– По крайней мере, она не готовит тебе одежду к школе, как моя, – говорит Джош.

– Это точно. – Я смеюсь.

Джош нежно улыбается, глядя на дом через дорогу, в котором тепло, светло и во всех окнах горит свет.

– Сейчас мама, вероятно, выдавливает на мою щетку зубную пасту.

Я пихаю его локтем в бок, благодарная за его общество и попытки помочь мне чувствовать себя лучше, несмотря на разницу наших ситуаций. Пытается выставить мамину заботу как своего рода досадную навязчивость, чтобы мне было не так тоскливо от необходимости все делать самой. Сделано самой и сделано мамой. Разница всего в одну букву. Я бы не возражала против второго варианта хотя бы иногда.

– У нас мало времени, так что придется пойти в «Гудвилл» и попытаться найти тебе что-нибудь похожее, – говорю я, раскрашивая штаны Мартовского Зайца. – А вот жилет я сошью.

– Ты собираешься шить его вручную? – Джош восхищенно качает головой. – Не то чтобы я сильно удивлен. Какая же ты крутая, черт побери.

Он целует меня в висок, и я улыбаюсь, глядя на свой набросок. Щеки розовеют от легкой гордости. Дизайн сложный, и на его завершение у меня уйдут недели, но я готова принять вызов. Некоторые люди, кажется, рождаются с определенными пристрастиями, такими как пение или игра на музыкальном инструменте, словно бог или кто бы то ни было с самого начала наделил их дополнительной порцией амбиций. Что касается меня, то швейная машинка – мое пианино, а блокнот для рисования – моя студия. Как цвет моих глаз или мое имя, мне всегда было присуще стремление создавать из груды ткани красивые вещи и заставлять их рассказывать свою историю. Джош постоянно твердит, что у меня дар, но я просто люблю этим заниматься.
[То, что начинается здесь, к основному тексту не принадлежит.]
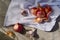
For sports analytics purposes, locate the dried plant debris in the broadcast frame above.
[0,32,14,40]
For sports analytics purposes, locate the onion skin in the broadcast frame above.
[13,23,23,32]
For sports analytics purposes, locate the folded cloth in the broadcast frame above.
[4,0,60,31]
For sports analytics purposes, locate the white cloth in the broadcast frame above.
[4,0,60,31]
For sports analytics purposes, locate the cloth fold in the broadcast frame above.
[4,0,60,31]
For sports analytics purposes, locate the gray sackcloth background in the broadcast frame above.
[0,0,60,40]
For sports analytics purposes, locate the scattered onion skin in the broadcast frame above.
[30,4,52,23]
[13,23,23,32]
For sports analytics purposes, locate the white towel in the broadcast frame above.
[4,0,60,31]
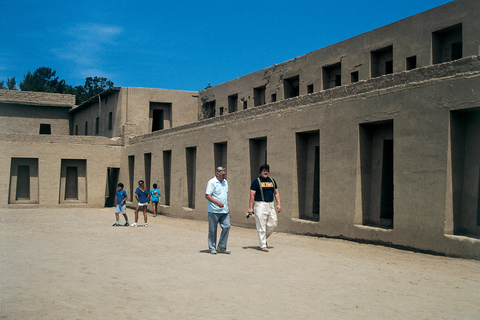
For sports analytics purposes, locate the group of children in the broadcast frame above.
[113,180,161,227]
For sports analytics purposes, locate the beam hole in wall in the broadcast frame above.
[163,150,172,206]
[446,108,480,238]
[322,62,342,90]
[39,123,52,134]
[406,56,417,70]
[296,131,320,221]
[283,76,300,99]
[359,120,394,228]
[249,137,268,181]
[432,23,463,64]
[370,45,393,78]
[253,86,266,107]
[8,158,39,204]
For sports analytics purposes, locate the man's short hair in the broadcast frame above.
[260,163,270,172]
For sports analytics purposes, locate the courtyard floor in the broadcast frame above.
[0,208,480,319]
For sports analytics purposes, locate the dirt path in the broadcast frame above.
[0,208,480,319]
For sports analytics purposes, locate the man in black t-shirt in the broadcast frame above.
[248,164,282,252]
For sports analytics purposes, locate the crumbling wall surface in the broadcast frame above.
[120,62,480,259]
[0,134,121,208]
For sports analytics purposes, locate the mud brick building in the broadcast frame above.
[0,0,480,258]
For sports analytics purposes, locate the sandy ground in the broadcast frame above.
[0,208,480,319]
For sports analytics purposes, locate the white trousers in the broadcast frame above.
[253,201,277,248]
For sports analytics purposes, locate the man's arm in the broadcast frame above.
[205,194,223,208]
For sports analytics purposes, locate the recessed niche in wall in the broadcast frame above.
[185,147,197,209]
[163,150,172,206]
[432,23,463,64]
[59,159,87,203]
[8,158,39,204]
[359,120,394,228]
[445,108,480,238]
[296,130,320,221]
[370,46,393,78]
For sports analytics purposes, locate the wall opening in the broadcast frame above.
[95,117,100,136]
[432,23,463,64]
[38,123,52,134]
[283,76,300,99]
[128,156,135,201]
[105,168,120,207]
[143,153,152,190]
[60,159,87,203]
[370,45,393,78]
[446,109,480,238]
[162,150,172,206]
[149,102,172,132]
[359,120,394,228]
[249,137,268,181]
[186,147,197,209]
[253,86,266,107]
[307,84,313,93]
[350,71,359,83]
[405,56,417,70]
[228,94,238,113]
[296,131,320,221]
[202,100,216,119]
[322,62,342,90]
[213,142,228,170]
[108,112,113,130]
[8,158,39,204]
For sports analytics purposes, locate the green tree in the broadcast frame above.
[75,77,113,104]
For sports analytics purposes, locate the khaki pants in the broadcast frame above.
[253,201,277,248]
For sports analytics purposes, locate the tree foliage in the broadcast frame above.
[0,67,113,104]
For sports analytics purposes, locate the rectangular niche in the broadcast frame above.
[213,142,228,170]
[59,159,87,203]
[249,137,268,181]
[283,76,300,99]
[445,109,480,238]
[8,158,39,204]
[432,23,463,64]
[228,94,238,113]
[322,62,342,90]
[370,45,393,78]
[185,147,197,209]
[150,102,172,132]
[160,150,172,206]
[359,120,394,229]
[296,130,320,221]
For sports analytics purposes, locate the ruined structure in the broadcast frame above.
[0,0,480,258]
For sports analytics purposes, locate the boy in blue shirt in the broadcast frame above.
[113,183,128,227]
[150,183,161,217]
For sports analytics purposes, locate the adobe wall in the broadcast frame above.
[198,0,480,119]
[120,57,480,258]
[0,134,121,208]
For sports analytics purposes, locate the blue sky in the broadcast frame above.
[0,0,450,91]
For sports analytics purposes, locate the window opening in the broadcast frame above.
[39,123,52,134]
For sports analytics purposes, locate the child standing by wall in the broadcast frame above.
[113,183,128,227]
[150,183,161,217]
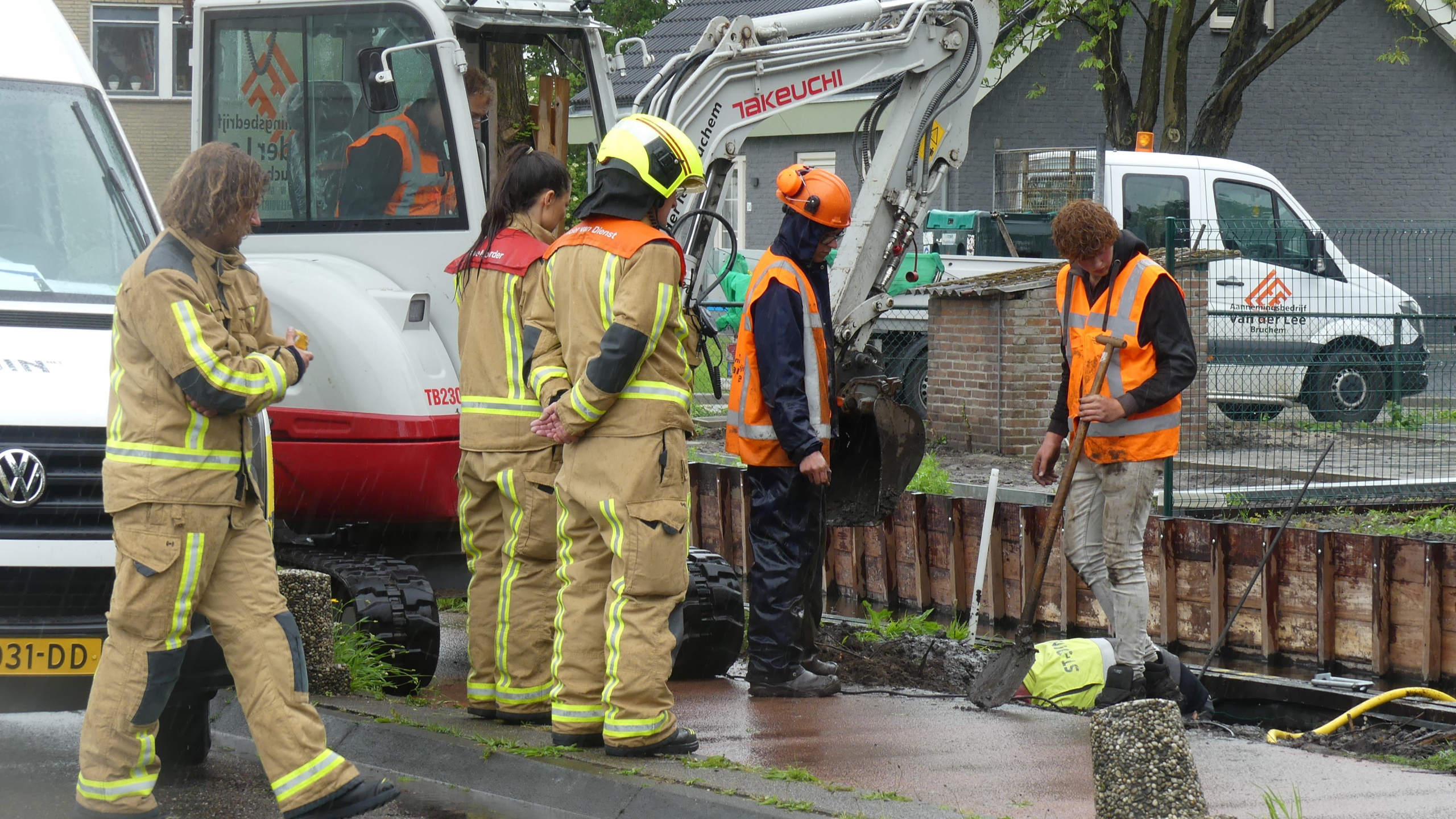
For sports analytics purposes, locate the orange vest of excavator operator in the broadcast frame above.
[344,114,456,216]
[1057,254,1182,464]
[725,251,833,466]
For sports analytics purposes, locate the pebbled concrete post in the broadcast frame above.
[1092,700,1209,819]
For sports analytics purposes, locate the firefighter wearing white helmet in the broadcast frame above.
[527,114,703,756]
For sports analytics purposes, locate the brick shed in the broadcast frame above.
[916,251,1207,454]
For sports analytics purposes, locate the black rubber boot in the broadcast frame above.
[1092,664,1147,708]
[551,731,606,747]
[1143,660,1182,705]
[495,711,551,726]
[799,657,839,676]
[607,729,697,756]
[748,668,839,697]
[283,777,399,819]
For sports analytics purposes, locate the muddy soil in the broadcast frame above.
[818,624,987,694]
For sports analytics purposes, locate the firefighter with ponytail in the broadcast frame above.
[726,165,852,697]
[445,146,571,724]
[531,114,703,756]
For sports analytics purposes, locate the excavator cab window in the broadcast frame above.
[202,6,470,233]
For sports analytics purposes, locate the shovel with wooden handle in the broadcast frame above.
[967,335,1127,710]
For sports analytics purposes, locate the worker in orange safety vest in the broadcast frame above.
[726,165,852,697]
[1032,200,1198,705]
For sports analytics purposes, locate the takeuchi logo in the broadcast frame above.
[1243,270,1294,308]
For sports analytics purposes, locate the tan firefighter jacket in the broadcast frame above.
[102,228,303,513]
[456,214,555,452]
[527,220,693,437]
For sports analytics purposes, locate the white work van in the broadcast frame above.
[0,0,227,759]
[942,148,1428,421]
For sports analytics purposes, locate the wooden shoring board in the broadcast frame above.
[925,495,965,614]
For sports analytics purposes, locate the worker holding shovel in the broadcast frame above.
[1032,200,1198,705]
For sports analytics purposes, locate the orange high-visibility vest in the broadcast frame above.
[1057,254,1182,464]
[344,114,456,216]
[725,251,833,466]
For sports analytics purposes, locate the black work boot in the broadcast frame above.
[1092,664,1147,708]
[799,654,839,676]
[748,666,839,697]
[283,777,399,819]
[607,729,697,756]
[1143,659,1182,705]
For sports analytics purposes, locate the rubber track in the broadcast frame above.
[673,549,743,679]
[278,547,440,695]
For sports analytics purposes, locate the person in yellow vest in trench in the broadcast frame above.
[1032,200,1198,705]
[76,143,399,819]
[726,165,853,697]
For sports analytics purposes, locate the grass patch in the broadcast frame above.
[905,452,951,495]
[859,790,913,801]
[754,796,814,813]
[763,765,822,785]
[683,756,754,771]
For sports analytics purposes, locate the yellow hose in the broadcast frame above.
[1264,688,1456,742]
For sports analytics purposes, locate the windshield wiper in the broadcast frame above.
[71,102,147,255]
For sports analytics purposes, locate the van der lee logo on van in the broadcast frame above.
[1243,270,1294,308]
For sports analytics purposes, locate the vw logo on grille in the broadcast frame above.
[0,449,45,508]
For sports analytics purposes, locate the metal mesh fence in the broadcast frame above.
[1165,218,1456,507]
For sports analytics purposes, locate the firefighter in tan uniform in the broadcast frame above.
[76,143,399,819]
[533,114,703,756]
[445,146,571,724]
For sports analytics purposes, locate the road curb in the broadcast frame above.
[213,692,791,819]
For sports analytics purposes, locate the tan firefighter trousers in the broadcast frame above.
[76,501,358,813]
[456,439,561,714]
[552,428,689,747]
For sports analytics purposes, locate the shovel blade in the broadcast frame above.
[824,396,925,526]
[965,638,1037,711]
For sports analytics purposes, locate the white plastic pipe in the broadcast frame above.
[971,469,1000,638]
[753,0,882,41]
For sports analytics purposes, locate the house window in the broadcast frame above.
[1209,0,1274,31]
[92,6,192,99]
[793,150,834,173]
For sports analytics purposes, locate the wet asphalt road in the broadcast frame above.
[0,711,499,819]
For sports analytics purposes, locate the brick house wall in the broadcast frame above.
[54,0,192,196]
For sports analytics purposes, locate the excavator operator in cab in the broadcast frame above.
[726,165,852,697]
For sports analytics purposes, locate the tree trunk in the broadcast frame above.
[1188,0,1345,156]
[1133,3,1168,131]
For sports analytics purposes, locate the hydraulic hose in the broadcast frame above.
[1264,688,1456,742]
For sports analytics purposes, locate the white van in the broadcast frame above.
[944,148,1428,423]
[0,0,226,739]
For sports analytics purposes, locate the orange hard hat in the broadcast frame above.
[777,165,853,229]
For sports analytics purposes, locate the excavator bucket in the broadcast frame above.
[824,395,925,526]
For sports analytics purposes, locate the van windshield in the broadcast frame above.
[0,80,154,301]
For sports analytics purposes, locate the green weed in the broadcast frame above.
[859,790,913,801]
[754,796,814,813]
[905,452,951,495]
[683,756,753,771]
[762,765,821,785]
[1264,788,1305,819]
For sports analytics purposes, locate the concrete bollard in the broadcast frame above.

И его. Его я тоже люблю. Мне следовало бы поблагодарить Джоша за комплимент или поцеловать в ответ, но рядом с ним у меня слабеют мышцы, а в мозгу происходит короткое замыкание. Он единственный, кто так на меня влияет. Остальной же мир должен держаться подальше, потому что он без всякого предупреждения забрал моего отца и превратил маму в лунатичку. Жизни нельзя доверять. Но Джош…

Я верю ему всем сердцем.

Мы всегда жили через дорогу друг от друга. Наши родители часто устраивали совместные барбекю и званые ужины. В глубоком детстве мы вместе играли. Плескались в пластиковых бассейнах у него дома и прыгали на батуте у меня. Когда нам было одиннадцать, он чмокнул меня в губы и сказал, что любит. Я уставилась на него в полнейшем шоке, потому что накануне вечером написала то же самое в своем дневнике: «Я люблю Джоша, и вовсе не как брата. Гораздо серьезнее. Я люблю Джоша всем сердцем», – но ничего ему не ответила. Одно дело написать такое, и совсем другое – сказать в лицо. Но Джош, казалось, не возражал. Он улыбнулся – ох уж эта улыбка! – и сказал: «Все в порядке. Я тебя знаю, Роуэн. И подожду, пока ты не будешь готова».

По-настоящему мы поцеловались в тринадцать, и тогда он снова сказал, что любит меня. Я крепко обняла его в ответ и чуть не произнесла это вслух, уткнувшись в теплую кожу его шеи, но мой отец недавно умер, и я была напугана. Вместо слов любви я разрыдалась.

Джош гладил меня по волосам.

– У нас есть время. Ты и я, мы вместе навсегда.

А я могла лишь крепче прижать его к себе, чувствуя безмерную любовь и огромную благодарность за то, что мне есть на кого опереться. Мой мир уничтожило землетрясение в виде сердечного приступа отца, и повторные толчки продолжались.

Сегодня же вечером мы сидим на качелях, и Джош дергает меня за прядь светлых волос.

– Мне показалось или ты сказала, что наши костюмы парные? Я и не знал, что между Алисой и Мартовским Зайцем что-то было.